Technically, you can file a consumer proposal with as little as $1,000 in unsecured debt under the Bankruptcy and Insolvency Act. However, in practice, most Licensed Insolvency Trustees recommend it for debts of $10,000 or more. Below that threshold, the fees involved may not make it worthwhile, and a simpler option like a debt management plan through a non-profit credit counselling agency is often a better fit.

Can I file a consumer proposal if I’m self-employed?

Yes, absolutely. Self-employed Canadians qualify for consumer proposals just like salaried workers. The key requirement is that you have a reliable source of income — it doesn’t have to come from a traditional job. Your LIT will look at your average monthly earnings over the past several months to determine what you can afford to pay. Freelancers, gig workers, contractors, and small business owners all regularly file consumer proposals.
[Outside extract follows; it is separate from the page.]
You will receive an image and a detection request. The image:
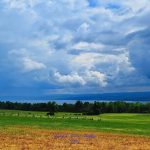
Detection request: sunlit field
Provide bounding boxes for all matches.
[0,110,150,149]
[0,127,150,150]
Will a consumer proposal affect my spouse’s credit?

No — a consumer proposal only affects the person who files it. Your spouse’s credit score, bank accounts, and assets are not impacted, provided they didn’t co-sign on any of your debts. If you have joint debts, the creditor can still pursue your spouse for the full amount. In that case, some couples choose to file a joint consumer proposal, which combines both partners’ debts into a single agreement with one monthly payment.

Can I include CRA tax debt in a consumer proposal?

Yes, you can. Income tax debt, GST/HST debt, and other amounts owed to the Canada Revenue Agency are classified as unsecured debt and can be included in a consumer proposal. This is one of the biggest advantages of filing — the CRA is often one of the most aggressive collectors, and a consumer proposal stops their garnishments and freezes any further interest or penalties on the amount you owe them.

What happens if my consumer proposal is rejected by creditors?

If creditors reject your initial proposal, it’s not the end of the road. Your LIT can negotiate revised terms — perhaps offering a higher payment or a lump-sum bonus — and resubmit. In many cases, creditors will counter-offer rather than reject outright, because they know they’ll receive more through a proposal than through a bankruptcy. If no agreement can be reached, you still have other options available, including filing for personal bankruptcy or exploring informal debt settlement arrangements.